You are correct that the popularity of Line is because it lets users avoid exchanging phone numbers or email addresses.
i was hand waving over some of the details because i didn’t quite remember, and it was… complicated.
doing some quick searches to refresh my memory… [1] [2] [3]
sms between carriers wasn’t possible for quite some time ( 2011 is the date i see bandied about. ) sms cost money where email didn’t. sms limits adversely affected unicode ( 70 characters. )
shortmail i’m pretty sure was just docomo’s name for it’s proprietary version of the sms protocol. but, i could be wrong.
maybe among certain groups? i think overall it probably wasn’t used much. paywalled 2010 article from wsj says 40% adoption rate. ( vs 66% us, 82% in europe )
secretly, i think everybody just likes the stickers
That 2011 date “feels” wrong to me, doesn’t match my memory.
But as per wikipedia it turns out that the various local phone-mail services were just variants of SMS. Typical Japan re-inventing the wheel.
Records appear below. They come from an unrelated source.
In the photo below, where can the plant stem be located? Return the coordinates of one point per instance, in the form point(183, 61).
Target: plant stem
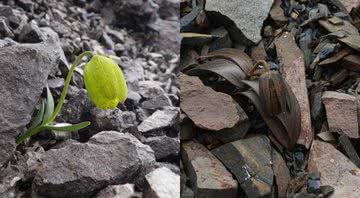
point(66, 87)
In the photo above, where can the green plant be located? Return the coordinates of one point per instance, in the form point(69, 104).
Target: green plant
point(106, 87)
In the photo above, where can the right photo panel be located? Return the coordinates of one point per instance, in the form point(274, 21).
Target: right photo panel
point(270, 98)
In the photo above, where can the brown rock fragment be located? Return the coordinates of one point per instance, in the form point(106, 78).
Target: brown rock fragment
point(335, 170)
point(258, 52)
point(351, 62)
point(207, 108)
point(209, 178)
point(277, 13)
point(341, 111)
point(281, 172)
point(293, 70)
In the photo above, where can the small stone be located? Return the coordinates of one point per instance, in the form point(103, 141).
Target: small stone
point(281, 172)
point(164, 147)
point(163, 183)
point(158, 120)
point(123, 159)
point(248, 17)
point(208, 177)
point(5, 30)
point(293, 70)
point(258, 52)
point(157, 102)
point(341, 111)
point(117, 191)
point(252, 169)
point(202, 104)
point(335, 169)
point(31, 33)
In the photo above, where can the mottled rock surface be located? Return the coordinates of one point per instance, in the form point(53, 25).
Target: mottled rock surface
point(23, 74)
point(202, 105)
point(335, 170)
point(248, 15)
point(163, 183)
point(293, 71)
point(341, 111)
point(80, 169)
point(252, 169)
point(208, 176)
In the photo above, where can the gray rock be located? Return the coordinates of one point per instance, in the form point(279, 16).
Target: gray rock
point(164, 146)
point(5, 30)
point(23, 73)
point(76, 108)
point(167, 35)
point(157, 102)
point(163, 183)
point(113, 119)
point(117, 191)
point(31, 33)
point(248, 15)
point(168, 8)
point(208, 176)
point(158, 120)
point(252, 169)
point(79, 170)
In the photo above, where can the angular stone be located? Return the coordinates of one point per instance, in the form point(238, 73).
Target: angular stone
point(117, 191)
point(293, 71)
point(163, 183)
point(335, 170)
point(113, 119)
point(158, 120)
point(277, 13)
point(31, 33)
point(5, 30)
point(252, 169)
point(208, 177)
point(258, 52)
point(24, 70)
point(281, 172)
point(157, 102)
point(350, 4)
point(351, 62)
point(81, 169)
point(248, 17)
point(202, 104)
point(163, 146)
point(341, 111)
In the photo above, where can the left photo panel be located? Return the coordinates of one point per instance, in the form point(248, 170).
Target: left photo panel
point(89, 98)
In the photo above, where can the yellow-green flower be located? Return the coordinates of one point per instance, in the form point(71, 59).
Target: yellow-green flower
point(105, 82)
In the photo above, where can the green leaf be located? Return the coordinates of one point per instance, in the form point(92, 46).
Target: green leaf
point(39, 115)
point(69, 128)
point(49, 106)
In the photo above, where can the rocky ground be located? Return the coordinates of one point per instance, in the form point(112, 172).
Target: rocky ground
point(269, 98)
point(129, 151)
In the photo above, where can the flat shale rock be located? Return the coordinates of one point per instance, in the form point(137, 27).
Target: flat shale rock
point(208, 177)
point(248, 15)
point(207, 108)
point(158, 120)
point(24, 70)
point(335, 170)
point(80, 169)
point(163, 183)
point(293, 71)
point(117, 191)
point(250, 161)
point(341, 111)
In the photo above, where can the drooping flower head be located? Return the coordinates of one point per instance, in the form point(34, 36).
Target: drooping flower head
point(105, 82)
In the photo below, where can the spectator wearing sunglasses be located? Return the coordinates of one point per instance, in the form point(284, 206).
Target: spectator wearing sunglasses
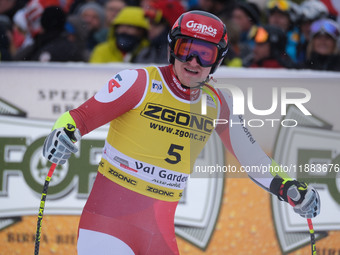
point(269, 50)
point(162, 14)
point(145, 164)
point(311, 10)
point(322, 50)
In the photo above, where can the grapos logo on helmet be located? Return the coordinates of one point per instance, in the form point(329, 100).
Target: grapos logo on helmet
point(200, 28)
Switching over to the Japanese version of the Wikipedia SMS article tells a different story. It would seem that SMS was even part of the PHS service, a non GSM mobile standard starting in the late 90s. PHS was far cheaper than GSM or WCDMA, and had mobile data service that beat the pants off GSM or WCDMA. I still had a PHS phone up past 3/11, probably all the way until I finally got an iPhone 4S.
That said, it also looks like the 2011 date is supported from the Japanese article that SMS interconnect was started from June 1, 2011. I guess somehow my memory of watching people message each other and my memories of all the inter carrier “standards” here and all the Galapagos nonsense got all mixed up.